Bni5p, a Septin-Interacting Protein, Is Required for Normal Septin Function and Cytokinesis in Saccharomyces cerevisiae

In the budding yeast Saccharomyces cerevisiae, the Cdc3p, Cdc10p, Cdc11p, Cdc12p, and Sep7p/Shs1p septins assemble early in the cell cycle in a ring that marks the future cytokinetic site. The septins appear to be major structural components of a set of filaments at the mother-bud neck and function as a scaffold for recruiting proteins involved in cytokinesis and other processes. We isolated a novel gene, BNI5, as a dosage suppressor of the cdc12-6 growth defect. Overexpression of BNI5 also suppressed the growth defects of cdc10-1, cdc11-6, and sep7Δ strains. Loss of BNI5 resulted in a cytokinesis defect, as evidenced by the formation of connected cells with shared cytoplasms, and deletion of BNI5 in a cdc3-6, cdc10-1, cdc11-6, cdc12-6, or sep7Δ mutant strain resulted in enhanced defects in septin localization and cytokinesis. Bni5p localizes to the mother-bud neck in a septin-dependent manner shortly after bud emergence and disappears from the neck approximately 2 to 3 min before spindle disassembly. Two-hybrid, in vitro binding, and protein-localization studies suggest that Bni5p interacts with the N-terminal domain of Cdc11p, which also appears to be sufficient for the localization of Cdc11p, its interaction with other septins, and other critical aspects of its function. Our data suggest that the Bni5p-septin interaction is important for septin ring stability and function, which is in turn critical for normal cytokinesis.

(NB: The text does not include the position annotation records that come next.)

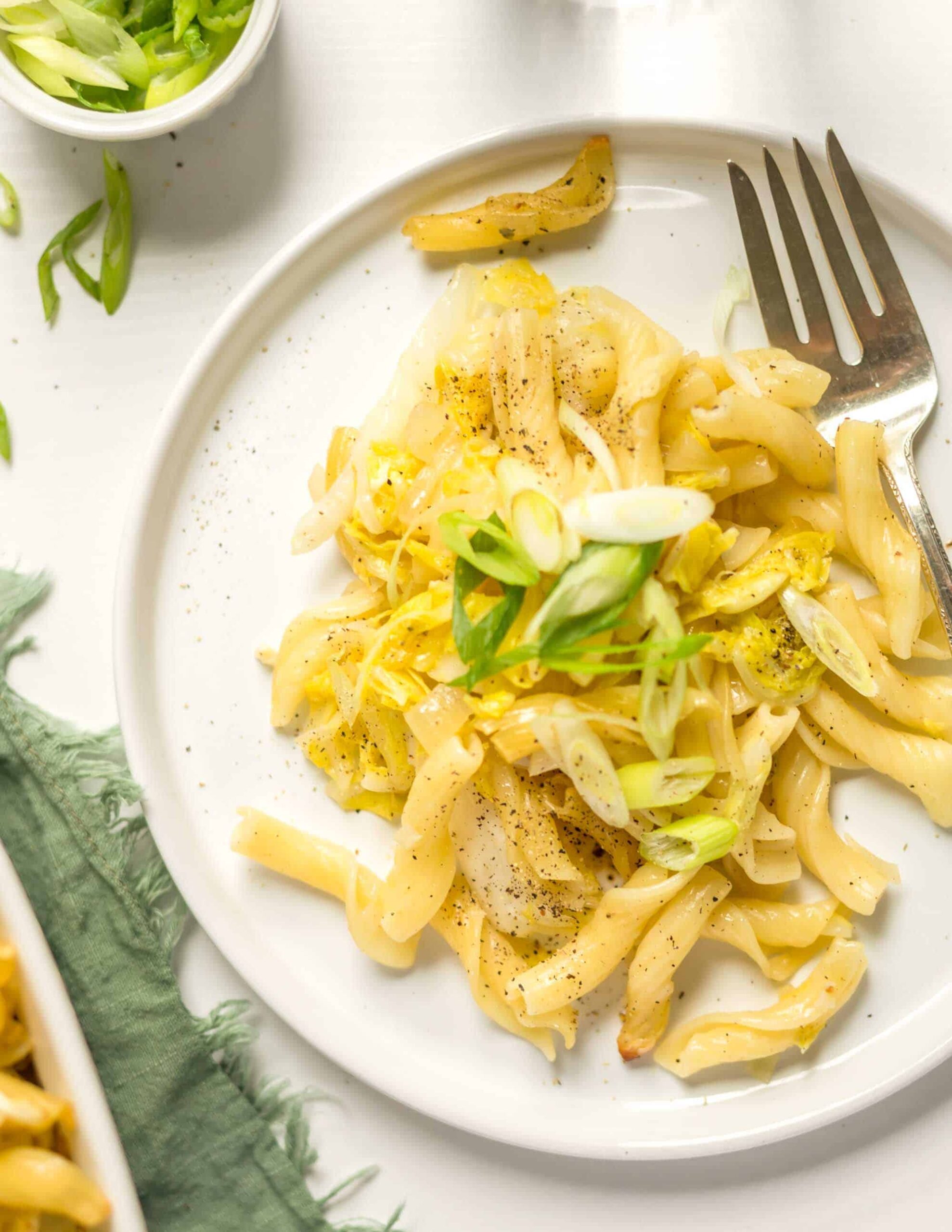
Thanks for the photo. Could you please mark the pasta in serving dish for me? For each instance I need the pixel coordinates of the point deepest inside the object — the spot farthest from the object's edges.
(40, 1186)
(594, 667)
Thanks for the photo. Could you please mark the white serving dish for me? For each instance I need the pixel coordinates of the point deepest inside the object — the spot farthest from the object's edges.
(99, 126)
(62, 1056)
(206, 576)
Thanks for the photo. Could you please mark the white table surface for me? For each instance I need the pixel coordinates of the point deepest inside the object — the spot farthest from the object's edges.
(347, 95)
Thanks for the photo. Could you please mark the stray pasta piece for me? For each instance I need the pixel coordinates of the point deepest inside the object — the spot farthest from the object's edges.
(38, 1177)
(584, 192)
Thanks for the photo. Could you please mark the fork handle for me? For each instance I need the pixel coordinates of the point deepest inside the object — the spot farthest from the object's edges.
(901, 471)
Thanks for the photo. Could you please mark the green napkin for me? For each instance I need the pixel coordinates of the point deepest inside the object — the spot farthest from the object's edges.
(199, 1132)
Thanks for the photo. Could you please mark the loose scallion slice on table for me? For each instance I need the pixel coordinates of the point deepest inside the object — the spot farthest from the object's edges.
(10, 214)
(5, 452)
(690, 843)
(121, 54)
(117, 241)
(73, 230)
(116, 260)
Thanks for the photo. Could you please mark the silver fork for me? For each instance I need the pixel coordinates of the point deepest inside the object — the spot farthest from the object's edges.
(895, 381)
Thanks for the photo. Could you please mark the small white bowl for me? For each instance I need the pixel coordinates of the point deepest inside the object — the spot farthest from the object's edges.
(62, 1056)
(102, 126)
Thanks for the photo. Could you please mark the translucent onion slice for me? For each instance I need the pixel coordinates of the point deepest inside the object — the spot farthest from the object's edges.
(594, 443)
(833, 645)
(638, 515)
(735, 291)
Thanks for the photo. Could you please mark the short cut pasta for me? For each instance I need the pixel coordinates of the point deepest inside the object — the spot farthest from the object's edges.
(604, 747)
(39, 1182)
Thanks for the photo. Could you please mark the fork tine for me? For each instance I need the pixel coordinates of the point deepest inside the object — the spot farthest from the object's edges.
(851, 293)
(819, 328)
(882, 264)
(768, 282)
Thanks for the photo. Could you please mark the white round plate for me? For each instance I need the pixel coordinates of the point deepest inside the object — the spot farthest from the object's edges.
(207, 577)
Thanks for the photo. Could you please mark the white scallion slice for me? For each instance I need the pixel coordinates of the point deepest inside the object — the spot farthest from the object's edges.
(735, 291)
(537, 526)
(51, 83)
(68, 61)
(659, 784)
(572, 744)
(594, 443)
(105, 40)
(638, 515)
(534, 515)
(833, 645)
(690, 843)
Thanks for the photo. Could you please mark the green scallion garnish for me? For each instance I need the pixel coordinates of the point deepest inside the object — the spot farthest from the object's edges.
(10, 214)
(117, 242)
(5, 452)
(74, 228)
(497, 556)
(688, 844)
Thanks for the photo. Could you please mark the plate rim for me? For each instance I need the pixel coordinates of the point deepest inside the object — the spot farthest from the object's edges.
(175, 413)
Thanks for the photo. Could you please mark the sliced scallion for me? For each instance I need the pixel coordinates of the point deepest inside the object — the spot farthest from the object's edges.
(10, 214)
(688, 844)
(122, 54)
(4, 435)
(117, 241)
(659, 784)
(504, 560)
(73, 230)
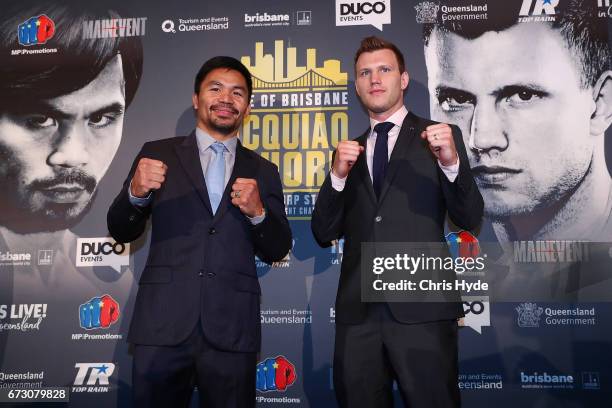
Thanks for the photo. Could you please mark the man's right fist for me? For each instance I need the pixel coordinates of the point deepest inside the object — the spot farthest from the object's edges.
(346, 155)
(149, 175)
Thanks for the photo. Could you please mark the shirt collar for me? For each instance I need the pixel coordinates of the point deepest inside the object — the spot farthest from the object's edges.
(397, 118)
(205, 140)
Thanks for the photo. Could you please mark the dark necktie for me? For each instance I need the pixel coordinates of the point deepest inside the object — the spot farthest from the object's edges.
(381, 155)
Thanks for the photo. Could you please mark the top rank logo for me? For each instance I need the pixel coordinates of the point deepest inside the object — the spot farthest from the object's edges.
(36, 30)
(298, 116)
(538, 11)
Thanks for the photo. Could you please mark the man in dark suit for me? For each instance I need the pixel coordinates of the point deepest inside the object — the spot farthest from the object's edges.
(413, 172)
(214, 205)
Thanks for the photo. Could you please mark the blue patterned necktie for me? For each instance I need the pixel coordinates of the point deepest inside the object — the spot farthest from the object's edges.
(215, 176)
(381, 155)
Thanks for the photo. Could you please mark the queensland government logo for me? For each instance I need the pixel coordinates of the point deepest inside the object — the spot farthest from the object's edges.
(427, 12)
(529, 314)
(299, 114)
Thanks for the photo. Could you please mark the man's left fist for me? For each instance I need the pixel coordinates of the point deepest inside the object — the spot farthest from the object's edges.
(441, 143)
(245, 195)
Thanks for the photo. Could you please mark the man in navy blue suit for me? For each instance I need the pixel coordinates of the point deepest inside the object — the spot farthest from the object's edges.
(214, 205)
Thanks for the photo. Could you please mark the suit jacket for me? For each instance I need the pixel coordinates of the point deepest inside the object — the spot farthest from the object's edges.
(201, 267)
(415, 198)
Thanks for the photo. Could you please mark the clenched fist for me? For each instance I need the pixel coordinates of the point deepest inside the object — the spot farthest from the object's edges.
(346, 155)
(441, 143)
(245, 196)
(149, 175)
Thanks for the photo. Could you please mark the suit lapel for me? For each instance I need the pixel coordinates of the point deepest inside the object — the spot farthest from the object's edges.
(189, 158)
(362, 167)
(400, 151)
(244, 167)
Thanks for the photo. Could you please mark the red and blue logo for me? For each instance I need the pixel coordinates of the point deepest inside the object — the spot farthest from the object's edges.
(36, 30)
(98, 313)
(275, 374)
(463, 244)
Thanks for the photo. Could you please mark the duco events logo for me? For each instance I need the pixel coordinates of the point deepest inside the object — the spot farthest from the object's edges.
(102, 252)
(544, 380)
(427, 12)
(36, 30)
(92, 377)
(538, 11)
(371, 12)
(115, 27)
(477, 312)
(299, 114)
(530, 315)
(15, 258)
(22, 317)
(195, 24)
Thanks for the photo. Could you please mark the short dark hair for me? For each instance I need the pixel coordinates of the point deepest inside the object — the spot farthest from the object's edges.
(577, 21)
(373, 43)
(77, 62)
(223, 62)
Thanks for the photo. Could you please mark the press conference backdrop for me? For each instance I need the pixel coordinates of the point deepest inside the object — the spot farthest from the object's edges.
(68, 289)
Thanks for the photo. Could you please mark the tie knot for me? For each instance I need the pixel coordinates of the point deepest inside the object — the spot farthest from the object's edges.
(383, 128)
(218, 147)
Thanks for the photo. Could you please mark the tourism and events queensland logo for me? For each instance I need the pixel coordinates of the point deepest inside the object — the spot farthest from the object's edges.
(299, 114)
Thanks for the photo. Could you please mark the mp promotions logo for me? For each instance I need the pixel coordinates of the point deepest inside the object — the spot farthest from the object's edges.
(98, 313)
(275, 374)
(463, 244)
(529, 314)
(102, 252)
(427, 12)
(93, 377)
(299, 114)
(538, 11)
(36, 30)
(371, 12)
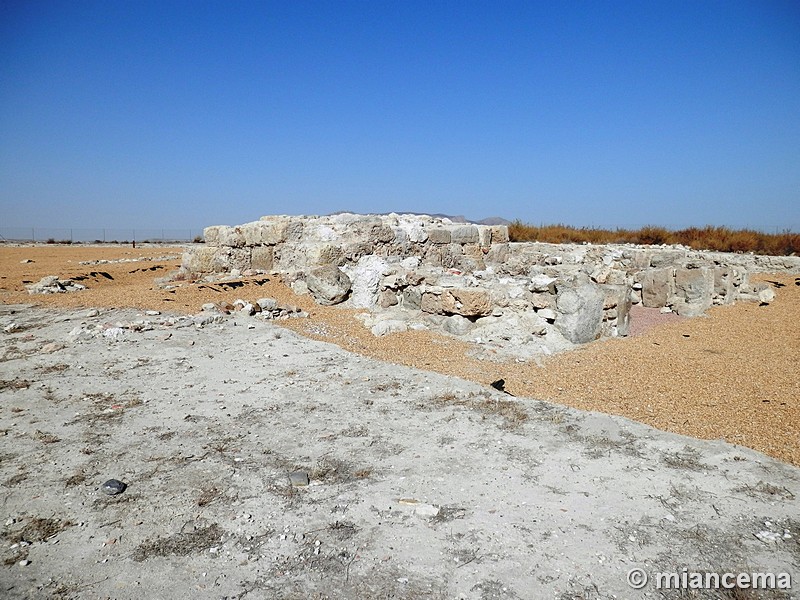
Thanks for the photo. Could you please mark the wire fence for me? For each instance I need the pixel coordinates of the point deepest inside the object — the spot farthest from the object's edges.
(99, 235)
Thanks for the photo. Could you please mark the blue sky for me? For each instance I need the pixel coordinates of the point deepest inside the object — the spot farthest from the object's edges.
(186, 114)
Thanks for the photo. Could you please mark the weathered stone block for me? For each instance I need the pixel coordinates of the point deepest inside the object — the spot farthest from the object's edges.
(232, 237)
(412, 298)
(329, 285)
(387, 298)
(262, 257)
(467, 302)
(431, 303)
(620, 297)
(499, 234)
(439, 236)
(484, 235)
(658, 286)
(467, 234)
(695, 285)
(211, 235)
(200, 259)
(581, 306)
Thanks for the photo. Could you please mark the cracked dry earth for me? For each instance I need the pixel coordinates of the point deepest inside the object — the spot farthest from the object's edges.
(422, 485)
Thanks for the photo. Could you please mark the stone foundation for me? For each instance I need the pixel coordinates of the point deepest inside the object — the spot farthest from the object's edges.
(416, 271)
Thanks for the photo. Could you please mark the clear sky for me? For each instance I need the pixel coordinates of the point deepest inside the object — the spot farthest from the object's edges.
(193, 113)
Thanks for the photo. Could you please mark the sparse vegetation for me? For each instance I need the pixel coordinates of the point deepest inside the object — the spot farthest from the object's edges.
(720, 239)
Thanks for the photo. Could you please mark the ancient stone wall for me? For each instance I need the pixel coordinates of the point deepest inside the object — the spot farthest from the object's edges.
(467, 280)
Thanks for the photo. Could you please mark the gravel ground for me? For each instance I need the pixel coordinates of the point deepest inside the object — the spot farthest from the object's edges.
(731, 375)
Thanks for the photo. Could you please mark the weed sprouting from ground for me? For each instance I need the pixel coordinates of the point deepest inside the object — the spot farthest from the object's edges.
(180, 544)
(719, 239)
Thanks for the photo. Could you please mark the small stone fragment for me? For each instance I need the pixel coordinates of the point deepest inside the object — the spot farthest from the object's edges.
(112, 487)
(298, 479)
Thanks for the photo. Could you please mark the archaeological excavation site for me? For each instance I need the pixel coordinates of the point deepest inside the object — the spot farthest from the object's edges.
(416, 272)
(396, 406)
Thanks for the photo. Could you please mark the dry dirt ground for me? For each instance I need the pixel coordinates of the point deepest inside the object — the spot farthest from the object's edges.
(422, 484)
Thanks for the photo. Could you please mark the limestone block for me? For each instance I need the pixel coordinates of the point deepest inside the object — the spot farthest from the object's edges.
(664, 258)
(431, 303)
(211, 235)
(451, 255)
(658, 286)
(688, 309)
(484, 235)
(276, 230)
(468, 302)
(695, 285)
(252, 233)
(467, 234)
(387, 298)
(499, 234)
(200, 259)
(412, 298)
(262, 257)
(365, 277)
(498, 254)
(580, 304)
(439, 235)
(235, 258)
(620, 297)
(233, 237)
(328, 284)
(474, 254)
(383, 235)
(321, 253)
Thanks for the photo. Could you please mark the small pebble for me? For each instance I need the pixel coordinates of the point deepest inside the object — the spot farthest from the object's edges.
(298, 478)
(112, 487)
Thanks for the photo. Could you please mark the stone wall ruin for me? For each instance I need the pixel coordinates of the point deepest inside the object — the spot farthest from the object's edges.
(422, 272)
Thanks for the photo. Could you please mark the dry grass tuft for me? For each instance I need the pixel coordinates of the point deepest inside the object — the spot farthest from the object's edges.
(720, 239)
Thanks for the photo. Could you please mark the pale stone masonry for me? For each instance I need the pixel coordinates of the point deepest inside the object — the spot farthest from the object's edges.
(417, 271)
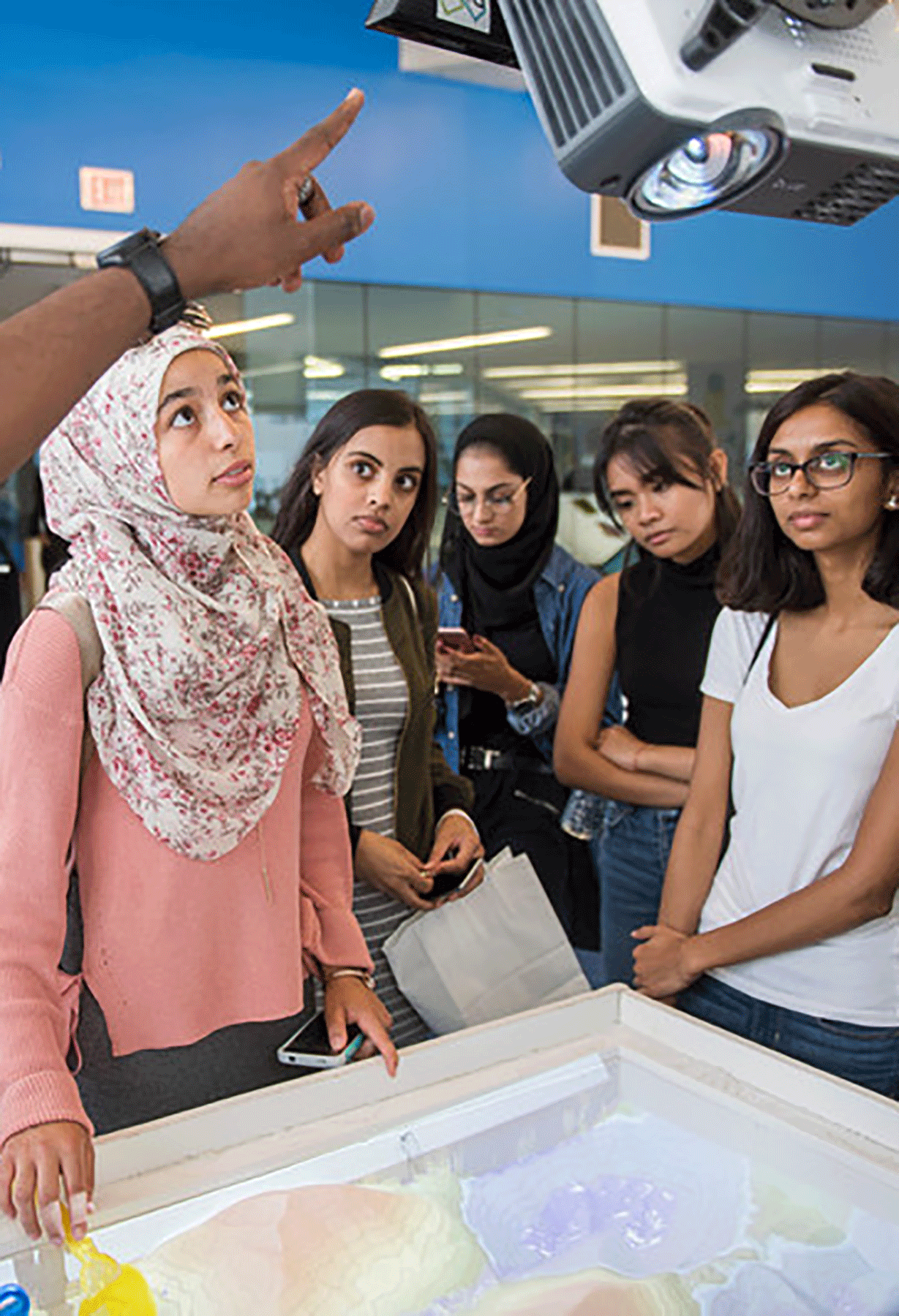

在出芽酵母酿酒酵母（Saccharomyces cerevisiae）中，Cdc3p、Cdc10p、Cdc11p、Cdc12p及Sep7p/Shs1p等分隔素（septin）会在细胞周期早期组装成环状结构，标记未来的胞质分裂位点。这类分隔素是母芽颈处一组丝状体的主要结构组分，并可作为支架招募参与胞质分裂及其他生理过程的蛋白质。本研究通过剂量抑制筛选，分离得到了可挽救cdc12-6生长缺陷的新基因BNI5。过表达BNI5同样可抑制cdc10-1、cdc11-6及sep7Δ突变菌株的生长缺陷。BNI5缺失会引发胞质分裂缺陷，具体表现为形成胞质连通的粘连细胞；在cdc3-6、cdc10-1、cdc11-6、cdc12-6或sep7Δ突变菌株中敲除BNI5，则会加剧分隔素定位异常与胞质分裂缺陷。Bni5p会在出芽后不久以分隔素依赖的方式定位于母芽颈，并在纺锤体解体前约2~3分钟从颈区消失。双杂交、体外结合及蛋白质定位实验结果显示，Bni5p可与Cdc11p的N端结构域相互作用；而Cdc11p的N端结构域也足以介导其自身定位、与其他分隔素的相互作用，以及其功能的其他关键环节。本研究数据表明，Bni5p与分隔素的相互作用对分隔素环的稳定性与功能至关重要，而这又直接影响正常胞质分裂过程。